Monday, September 15, 2014

Les magouilles de la CIA en Asie centrale musulmane



Le livre de Steve Coll, « Ghost Wars », relate l'histoire des opérations secrètes menées par les services secrets américains en Asie centrale dans les années précédant le 11 septembre 2001. Parmi ses révélations, on découvre avec stupeur que les États-Unis mènent des incursions sur le territoire soviétique, risquant par-là de déclencher une guerre thermonucléaire au moment où les tensions de la guerre froide sont à leur comble.

Coll cite Robert Gates, à l'époque assistant du directeur de la CIA Williarn Casey, puis plus tard directeur lui-même, qui confirme que les moudjahidins soutenus par les États-Unis, « commencent des opérations de l'autre côté de la frontière de l'Union soviétique » au cours du printemps 1985. Ces attaques, dit-il, sont menées « avec l'assentiment de Casey. »

Mohammed Yousaf, alors officier du ISI, les services secrets pakistanais, se souvient qu'alors « Casey déclare qu'il y a une population musulmane importante de l'autre côté de l'Amu-Darya, que l'on peut amener à l'action, et qui est en mesure de faire de gros dégâts à l'Union soviétique. » Yousaf prétend que Casey a ajouté : « Nous devrions utiliser les traductions du Coran en langue ouzbèke réalisées par la CIA et tenter de soulever les populations locales contre eux. »

En avril 1987, les scandales de l'Irangate et des Contras font rage à Washington.
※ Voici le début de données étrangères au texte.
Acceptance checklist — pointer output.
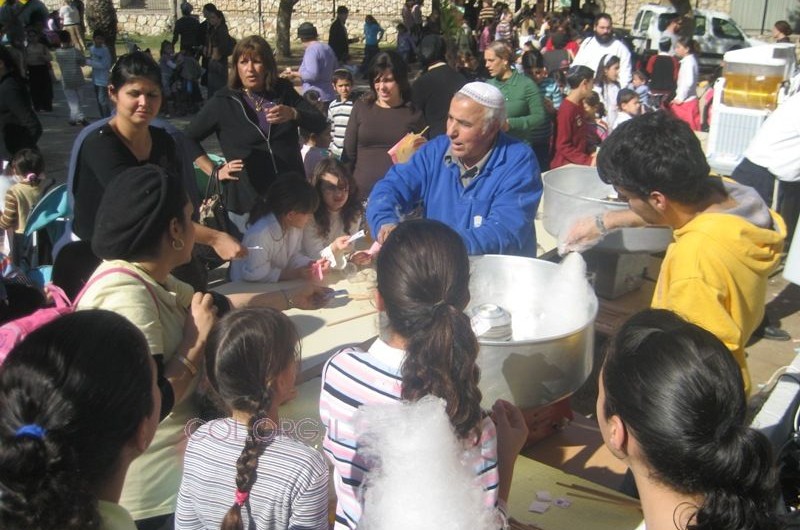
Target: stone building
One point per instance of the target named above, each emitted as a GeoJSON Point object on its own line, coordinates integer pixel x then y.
{"type": "Point", "coordinates": [246, 17]}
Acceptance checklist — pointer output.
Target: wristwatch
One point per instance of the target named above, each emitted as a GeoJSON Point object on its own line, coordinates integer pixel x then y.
{"type": "Point", "coordinates": [600, 224]}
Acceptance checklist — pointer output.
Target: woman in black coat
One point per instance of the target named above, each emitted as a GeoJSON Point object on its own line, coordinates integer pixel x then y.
{"type": "Point", "coordinates": [255, 120]}
{"type": "Point", "coordinates": [19, 126]}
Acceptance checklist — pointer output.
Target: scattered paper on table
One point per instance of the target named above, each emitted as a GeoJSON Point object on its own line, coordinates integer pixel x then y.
{"type": "Point", "coordinates": [538, 507]}
{"type": "Point", "coordinates": [544, 496]}
{"type": "Point", "coordinates": [561, 502]}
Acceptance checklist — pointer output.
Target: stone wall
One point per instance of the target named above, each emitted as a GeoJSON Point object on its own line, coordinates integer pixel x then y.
{"type": "Point", "coordinates": [243, 16]}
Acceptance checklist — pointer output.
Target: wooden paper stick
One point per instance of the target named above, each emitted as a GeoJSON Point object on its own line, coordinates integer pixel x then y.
{"type": "Point", "coordinates": [599, 493]}
{"type": "Point", "coordinates": [348, 319]}
{"type": "Point", "coordinates": [601, 499]}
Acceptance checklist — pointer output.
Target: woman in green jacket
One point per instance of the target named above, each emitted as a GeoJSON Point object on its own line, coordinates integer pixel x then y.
{"type": "Point", "coordinates": [524, 105]}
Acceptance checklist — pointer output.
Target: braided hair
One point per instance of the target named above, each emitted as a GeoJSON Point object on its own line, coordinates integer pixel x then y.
{"type": "Point", "coordinates": [423, 278]}
{"type": "Point", "coordinates": [247, 350]}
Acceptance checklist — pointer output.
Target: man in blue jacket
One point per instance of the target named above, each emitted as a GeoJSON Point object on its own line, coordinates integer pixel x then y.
{"type": "Point", "coordinates": [476, 179]}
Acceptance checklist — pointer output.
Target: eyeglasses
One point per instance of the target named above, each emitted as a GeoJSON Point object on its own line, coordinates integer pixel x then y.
{"type": "Point", "coordinates": [330, 188]}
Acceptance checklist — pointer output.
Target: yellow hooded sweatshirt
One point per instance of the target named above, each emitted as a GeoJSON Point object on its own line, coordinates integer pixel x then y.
{"type": "Point", "coordinates": [715, 273]}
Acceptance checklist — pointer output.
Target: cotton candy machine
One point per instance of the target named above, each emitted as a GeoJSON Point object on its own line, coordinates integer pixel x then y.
{"type": "Point", "coordinates": [621, 258]}
{"type": "Point", "coordinates": [552, 310]}
{"type": "Point", "coordinates": [572, 192]}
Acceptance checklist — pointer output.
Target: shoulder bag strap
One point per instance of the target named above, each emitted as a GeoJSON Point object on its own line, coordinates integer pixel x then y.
{"type": "Point", "coordinates": [213, 186]}
{"type": "Point", "coordinates": [115, 270]}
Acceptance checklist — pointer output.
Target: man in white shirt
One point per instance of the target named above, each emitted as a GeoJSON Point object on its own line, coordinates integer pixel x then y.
{"type": "Point", "coordinates": [774, 153]}
{"type": "Point", "coordinates": [604, 43]}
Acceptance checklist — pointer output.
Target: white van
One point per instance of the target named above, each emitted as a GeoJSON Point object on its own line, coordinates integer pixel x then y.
{"type": "Point", "coordinates": [715, 32]}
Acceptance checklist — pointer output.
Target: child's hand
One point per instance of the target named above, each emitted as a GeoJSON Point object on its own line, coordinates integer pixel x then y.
{"type": "Point", "coordinates": [361, 257]}
{"type": "Point", "coordinates": [319, 268]}
{"type": "Point", "coordinates": [512, 433]}
{"type": "Point", "coordinates": [340, 244]}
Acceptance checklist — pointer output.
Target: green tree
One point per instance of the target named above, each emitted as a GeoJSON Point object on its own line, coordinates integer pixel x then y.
{"type": "Point", "coordinates": [101, 16]}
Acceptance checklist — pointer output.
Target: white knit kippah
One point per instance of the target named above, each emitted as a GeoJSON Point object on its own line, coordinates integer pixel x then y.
{"type": "Point", "coordinates": [484, 94]}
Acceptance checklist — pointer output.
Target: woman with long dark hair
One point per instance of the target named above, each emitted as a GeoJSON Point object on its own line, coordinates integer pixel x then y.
{"type": "Point", "coordinates": [379, 120]}
{"type": "Point", "coordinates": [428, 349]}
{"type": "Point", "coordinates": [339, 215]}
{"type": "Point", "coordinates": [243, 471]}
{"type": "Point", "coordinates": [143, 232]}
{"type": "Point", "coordinates": [255, 120]}
{"type": "Point", "coordinates": [606, 85]}
{"type": "Point", "coordinates": [19, 126]}
{"type": "Point", "coordinates": [671, 405]}
{"type": "Point", "coordinates": [130, 140]}
{"type": "Point", "coordinates": [78, 403]}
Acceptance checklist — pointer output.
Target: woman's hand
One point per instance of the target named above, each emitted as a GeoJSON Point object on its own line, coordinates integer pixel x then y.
{"type": "Point", "coordinates": [229, 170]}
{"type": "Point", "coordinates": [361, 257]}
{"type": "Point", "coordinates": [201, 317]}
{"type": "Point", "coordinates": [512, 432]}
{"type": "Point", "coordinates": [511, 429]}
{"type": "Point", "coordinates": [384, 232]}
{"type": "Point", "coordinates": [310, 296]}
{"type": "Point", "coordinates": [281, 114]}
{"type": "Point", "coordinates": [228, 247]}
{"type": "Point", "coordinates": [340, 244]}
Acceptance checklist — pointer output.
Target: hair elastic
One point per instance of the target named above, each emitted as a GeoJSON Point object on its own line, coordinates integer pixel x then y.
{"type": "Point", "coordinates": [241, 497]}
{"type": "Point", "coordinates": [30, 431]}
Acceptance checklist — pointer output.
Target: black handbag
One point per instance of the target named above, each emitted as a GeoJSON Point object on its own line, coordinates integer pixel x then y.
{"type": "Point", "coordinates": [213, 212]}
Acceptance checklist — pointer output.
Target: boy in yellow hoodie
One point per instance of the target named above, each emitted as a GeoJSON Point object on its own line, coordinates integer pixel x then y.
{"type": "Point", "coordinates": [727, 241]}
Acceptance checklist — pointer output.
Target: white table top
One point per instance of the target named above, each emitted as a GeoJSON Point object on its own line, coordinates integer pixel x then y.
{"type": "Point", "coordinates": [322, 331]}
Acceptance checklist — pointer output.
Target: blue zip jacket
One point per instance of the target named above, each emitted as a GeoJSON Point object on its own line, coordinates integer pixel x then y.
{"type": "Point", "coordinates": [494, 214]}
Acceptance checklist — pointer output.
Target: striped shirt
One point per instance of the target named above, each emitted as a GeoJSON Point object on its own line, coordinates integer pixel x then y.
{"type": "Point", "coordinates": [338, 116]}
{"type": "Point", "coordinates": [352, 378]}
{"type": "Point", "coordinates": [290, 491]}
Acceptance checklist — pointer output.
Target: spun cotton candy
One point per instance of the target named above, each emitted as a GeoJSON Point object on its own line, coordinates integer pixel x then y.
{"type": "Point", "coordinates": [418, 479]}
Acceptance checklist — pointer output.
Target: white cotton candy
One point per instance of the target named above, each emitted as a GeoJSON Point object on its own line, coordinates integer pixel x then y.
{"type": "Point", "coordinates": [418, 480]}
{"type": "Point", "coordinates": [544, 301]}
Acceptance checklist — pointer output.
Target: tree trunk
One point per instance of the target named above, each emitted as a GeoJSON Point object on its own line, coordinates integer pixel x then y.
{"type": "Point", "coordinates": [101, 16]}
{"type": "Point", "coordinates": [283, 30]}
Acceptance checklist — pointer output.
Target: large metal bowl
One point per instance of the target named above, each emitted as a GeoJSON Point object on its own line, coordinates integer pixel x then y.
{"type": "Point", "coordinates": [572, 192]}
{"type": "Point", "coordinates": [530, 373]}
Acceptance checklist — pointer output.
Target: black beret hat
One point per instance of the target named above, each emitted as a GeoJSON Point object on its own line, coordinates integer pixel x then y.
{"type": "Point", "coordinates": [135, 212]}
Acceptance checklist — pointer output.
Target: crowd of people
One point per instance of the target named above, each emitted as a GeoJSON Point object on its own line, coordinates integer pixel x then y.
{"type": "Point", "coordinates": [435, 169]}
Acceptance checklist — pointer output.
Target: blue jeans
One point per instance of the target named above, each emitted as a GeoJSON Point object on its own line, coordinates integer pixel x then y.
{"type": "Point", "coordinates": [103, 105]}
Mais la CIA poursuit son ancien jeu préféré. « Au moment de la fonte des neiges, écrit Coll, trois unités équipées par l'ISI pénètrent secrètement en Asie centrale soviétique en traversant l'Amu-Darya. La première équipe tire une roquette contre un aéroport près de Termez en Ouzbékistan. La deuxième, un groupe d'une vingtaine de rebelles équipés de lance-roquettes et de mines antichars, a reçu comme instructions de l'ISI de monter des embuscades violentes le long d'une route longeant la frontière. Ils détruisent plusieurs véhicules soviétiques. Une troisième équipe frappe un site industriel situé à une quinzaine de kilomètres en territoire soviétique avec un tir de barrage de plus de trente roquettes explosives ou incendiaires de 107 mm. Les attaques ont lieu au moment où la CIA fait circuler les photos satellites d'émeutes à Alma-Ata (aujourd'hui Almaity), capitale d'une république soviétique d'Asie centrale. »

Finalement, « les Russes en ont assez des attaques sur leur sol. Alors qu'ils comptent leurs morts en Asie centrale en ce mois d'avril, ils envoient des émissaires à Istanbul et Washington avec un message très clair dans lequel ils menacent « la sécurité et l'intégrité du Pakistan », en clair, une invasion... les attaques cessent. »

Plusieurs des dirigeants d'Asie centrale actuels sont déjà en poste à l'époque, ils ont tous d'importantes responsabilités dans leurs républiques respectives. Leur souvenir de la campagne des États-Unis visant à mettre à bas l'Union soviétique, au final couronnée de succès, ne doit pas avoir disparu de leur mémoire.